One of the best I have seen recently was a restaurant inside HM Prison High Down – the resturant is called The Clink. They do a good lunch – though you have to go through quite a few locked gates to get in and out.
The cutlery is platic, no cash or credit cards are allowed and there’s no booze.
That’s some damn good work there – I’m actually a little envious! Let’s hope this talent leads to a more positive future for the artists.
I know from personal experience – like with the Art Saves Lives project – that this sort of creativity can work in some cases.
I’m all for anything that can help someone at least have a chance of rehabilitating themselves, except child molesters.
Sean, you may wish to think about your reply: You are all for people “rehabilitating themselves, except child molesters”. Don’t quite follow your logic. Surely a child molester is in more urgent need than, say, a harmless bank robber to find his way back into society.
So what do you suggest?

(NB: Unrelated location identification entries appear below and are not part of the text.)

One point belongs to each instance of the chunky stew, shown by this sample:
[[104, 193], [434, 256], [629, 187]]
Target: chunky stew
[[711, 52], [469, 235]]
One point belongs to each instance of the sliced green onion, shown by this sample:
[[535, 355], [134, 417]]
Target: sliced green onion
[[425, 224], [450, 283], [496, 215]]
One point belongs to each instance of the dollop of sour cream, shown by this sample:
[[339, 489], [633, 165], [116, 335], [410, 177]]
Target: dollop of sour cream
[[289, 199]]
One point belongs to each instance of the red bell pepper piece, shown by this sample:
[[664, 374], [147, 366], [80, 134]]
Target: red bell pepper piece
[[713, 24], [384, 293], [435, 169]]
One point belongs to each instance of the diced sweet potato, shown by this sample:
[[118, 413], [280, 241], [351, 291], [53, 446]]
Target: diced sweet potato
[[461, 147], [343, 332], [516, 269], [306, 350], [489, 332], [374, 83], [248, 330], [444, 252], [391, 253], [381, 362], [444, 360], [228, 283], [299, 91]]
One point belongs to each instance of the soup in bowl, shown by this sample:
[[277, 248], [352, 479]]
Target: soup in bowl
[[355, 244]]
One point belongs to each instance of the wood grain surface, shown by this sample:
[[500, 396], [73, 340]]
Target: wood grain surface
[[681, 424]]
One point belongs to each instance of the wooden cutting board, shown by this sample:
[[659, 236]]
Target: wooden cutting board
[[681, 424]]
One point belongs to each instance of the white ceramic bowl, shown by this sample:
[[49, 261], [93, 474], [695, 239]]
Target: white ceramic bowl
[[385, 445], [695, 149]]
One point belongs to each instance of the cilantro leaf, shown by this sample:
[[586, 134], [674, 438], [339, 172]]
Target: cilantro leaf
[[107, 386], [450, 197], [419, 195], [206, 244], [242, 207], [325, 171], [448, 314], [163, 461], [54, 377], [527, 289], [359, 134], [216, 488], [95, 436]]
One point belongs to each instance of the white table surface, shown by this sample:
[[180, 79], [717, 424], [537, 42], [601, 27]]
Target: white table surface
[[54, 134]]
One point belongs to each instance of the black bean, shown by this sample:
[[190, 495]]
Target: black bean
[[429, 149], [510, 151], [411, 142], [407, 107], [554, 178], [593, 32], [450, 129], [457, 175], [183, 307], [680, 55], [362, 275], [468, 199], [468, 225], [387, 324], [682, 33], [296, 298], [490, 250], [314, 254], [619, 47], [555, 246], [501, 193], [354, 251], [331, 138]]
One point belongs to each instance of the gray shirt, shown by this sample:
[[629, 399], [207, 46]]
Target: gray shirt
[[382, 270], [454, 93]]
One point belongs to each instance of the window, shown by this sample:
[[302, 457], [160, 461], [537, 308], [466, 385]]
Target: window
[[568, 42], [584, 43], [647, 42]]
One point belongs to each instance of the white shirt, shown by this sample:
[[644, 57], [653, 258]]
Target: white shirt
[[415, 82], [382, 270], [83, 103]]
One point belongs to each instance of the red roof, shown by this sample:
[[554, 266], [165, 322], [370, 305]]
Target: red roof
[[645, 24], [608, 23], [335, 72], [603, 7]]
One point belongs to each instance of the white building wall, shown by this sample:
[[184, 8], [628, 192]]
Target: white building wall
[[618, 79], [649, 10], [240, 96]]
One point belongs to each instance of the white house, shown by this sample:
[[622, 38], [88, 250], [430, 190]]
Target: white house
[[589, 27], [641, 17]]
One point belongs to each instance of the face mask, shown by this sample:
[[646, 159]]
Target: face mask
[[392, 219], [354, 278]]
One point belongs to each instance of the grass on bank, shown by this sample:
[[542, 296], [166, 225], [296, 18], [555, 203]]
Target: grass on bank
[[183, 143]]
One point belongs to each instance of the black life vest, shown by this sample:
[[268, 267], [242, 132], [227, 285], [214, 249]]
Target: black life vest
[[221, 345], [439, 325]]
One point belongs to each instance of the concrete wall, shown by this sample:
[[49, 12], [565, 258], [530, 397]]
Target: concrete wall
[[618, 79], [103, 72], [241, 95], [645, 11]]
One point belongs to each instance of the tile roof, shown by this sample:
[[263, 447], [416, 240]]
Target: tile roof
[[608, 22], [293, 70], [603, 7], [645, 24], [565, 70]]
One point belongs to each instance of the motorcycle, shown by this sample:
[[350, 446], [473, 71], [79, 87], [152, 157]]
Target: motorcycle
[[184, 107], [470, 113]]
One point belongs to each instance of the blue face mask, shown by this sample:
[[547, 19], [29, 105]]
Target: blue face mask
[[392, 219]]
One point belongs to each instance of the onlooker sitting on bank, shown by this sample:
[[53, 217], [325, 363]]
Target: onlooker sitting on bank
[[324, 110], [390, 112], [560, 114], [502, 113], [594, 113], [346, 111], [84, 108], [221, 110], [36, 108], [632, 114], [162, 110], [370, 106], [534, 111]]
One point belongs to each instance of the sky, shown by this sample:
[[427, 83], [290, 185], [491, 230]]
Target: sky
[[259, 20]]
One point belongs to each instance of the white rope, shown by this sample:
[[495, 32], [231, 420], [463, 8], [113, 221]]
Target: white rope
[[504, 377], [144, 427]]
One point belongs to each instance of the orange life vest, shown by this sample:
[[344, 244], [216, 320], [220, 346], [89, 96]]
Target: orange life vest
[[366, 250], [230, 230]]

No paintbrush for men in raincoats?
I wonder is Sean getting at the idea that while most offenders may be able to aspire towards rehabilitation, there is a serious school of thought that suggests that some child abusers are unable to change in this way – that they will always be a danger to children if they are released unsupervised.

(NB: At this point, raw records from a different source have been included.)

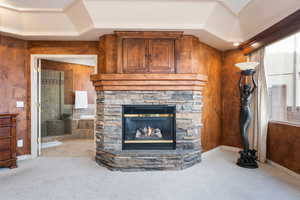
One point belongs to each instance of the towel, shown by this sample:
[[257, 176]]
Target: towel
[[81, 100]]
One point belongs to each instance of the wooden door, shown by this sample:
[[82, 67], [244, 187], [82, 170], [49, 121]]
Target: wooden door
[[161, 55], [134, 55]]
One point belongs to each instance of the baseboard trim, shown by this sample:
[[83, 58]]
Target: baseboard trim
[[272, 163], [282, 168], [230, 148], [24, 157]]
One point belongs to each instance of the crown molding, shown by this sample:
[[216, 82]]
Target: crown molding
[[55, 10]]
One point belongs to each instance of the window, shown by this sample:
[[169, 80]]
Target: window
[[282, 61]]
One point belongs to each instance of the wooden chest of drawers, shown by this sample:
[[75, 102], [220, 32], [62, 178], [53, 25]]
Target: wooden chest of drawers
[[8, 154]]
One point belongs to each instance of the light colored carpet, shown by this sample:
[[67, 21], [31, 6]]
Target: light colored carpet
[[80, 178], [72, 148]]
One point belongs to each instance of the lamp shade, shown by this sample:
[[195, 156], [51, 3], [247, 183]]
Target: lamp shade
[[246, 65]]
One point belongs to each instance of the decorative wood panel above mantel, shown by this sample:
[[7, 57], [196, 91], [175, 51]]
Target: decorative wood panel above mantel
[[145, 60], [148, 82]]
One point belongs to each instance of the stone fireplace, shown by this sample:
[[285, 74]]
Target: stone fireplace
[[125, 152], [149, 101], [149, 127]]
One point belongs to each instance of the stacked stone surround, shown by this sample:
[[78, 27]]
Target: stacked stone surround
[[109, 130]]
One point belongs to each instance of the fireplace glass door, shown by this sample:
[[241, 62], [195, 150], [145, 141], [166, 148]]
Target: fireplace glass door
[[149, 127]]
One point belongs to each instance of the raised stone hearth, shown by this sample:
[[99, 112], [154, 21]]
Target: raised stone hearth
[[109, 130]]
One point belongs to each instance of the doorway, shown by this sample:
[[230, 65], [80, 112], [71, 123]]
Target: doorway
[[63, 105]]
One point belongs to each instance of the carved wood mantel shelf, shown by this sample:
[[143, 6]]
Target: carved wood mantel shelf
[[162, 82]]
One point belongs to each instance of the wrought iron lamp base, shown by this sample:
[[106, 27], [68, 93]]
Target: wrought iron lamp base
[[248, 159]]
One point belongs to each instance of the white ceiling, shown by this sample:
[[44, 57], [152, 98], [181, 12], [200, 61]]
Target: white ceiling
[[80, 61], [42, 4], [88, 60], [236, 6], [218, 23]]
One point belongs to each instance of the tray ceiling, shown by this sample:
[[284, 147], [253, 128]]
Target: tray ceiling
[[218, 23]]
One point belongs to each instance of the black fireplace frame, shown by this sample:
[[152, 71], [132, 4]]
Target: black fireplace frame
[[154, 146]]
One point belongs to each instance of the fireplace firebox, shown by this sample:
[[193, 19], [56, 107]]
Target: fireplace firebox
[[149, 127]]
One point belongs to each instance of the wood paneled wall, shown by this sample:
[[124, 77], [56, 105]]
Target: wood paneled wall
[[283, 145], [210, 62], [14, 75], [231, 98], [77, 77]]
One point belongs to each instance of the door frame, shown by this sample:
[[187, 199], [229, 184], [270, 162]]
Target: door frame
[[35, 147]]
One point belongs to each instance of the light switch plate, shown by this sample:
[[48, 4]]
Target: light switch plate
[[20, 143], [20, 104]]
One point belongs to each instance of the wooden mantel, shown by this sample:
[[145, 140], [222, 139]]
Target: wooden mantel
[[147, 60], [163, 82]]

We already accept as a society that it will never be safe to release some offenders – generally they’re detained in special hospitals.
Some offending behaviour can be managed and monitored – but the urge to reoffend may be so innate and so strong that it can never be removed. That does seem to be the case with many child abusers. SO the need may be extremely urgent, but also just not possible.
I am all for rehabilitation – very much so – but it may not be realistic for everyone. That’s not to say they shouldn’t be permitted to paint or whatever – to be treated humanely while in detention – but not necessarily wilth the goal that they will be a reformed character on release.
Sorry Ursula, but standing my ground on this one and it is just my take. I cannot find it in me to have any compassion or sympathy for anyone who violates a child.
“Take away love and our earth is a tomb.” ~ Robert Browning
Wow, they certainly have talent. I don’t know if this works or not, but it certainly can’t hurt. “Behind Me” is amazing. They need to use that talent once they’re free.
There are some interesting points in time in this article but I don’t know if I see all of them center to heart. There is some validity but I will take hold opinion until I look into it further. Good article , thanks and we want more! Added to FeedBurner as well
“Love is the child of illusion and the parent of disillusion.” ~ Miguel de Unamuno
“Love consists in this, that two solitudes protect and touch and greet each other.” ~ Rainer Maria Rilke
Hi. Like your writing a lot.
Knew Nigel Beever at school and he was very talented then
I knew Nigel for a few years before he got locked up. He fell in with the wrong crowd and made some serious mistakes………there you go. But a real, raw talent and lovely man deep down. Hope you’re looking after yourself mate.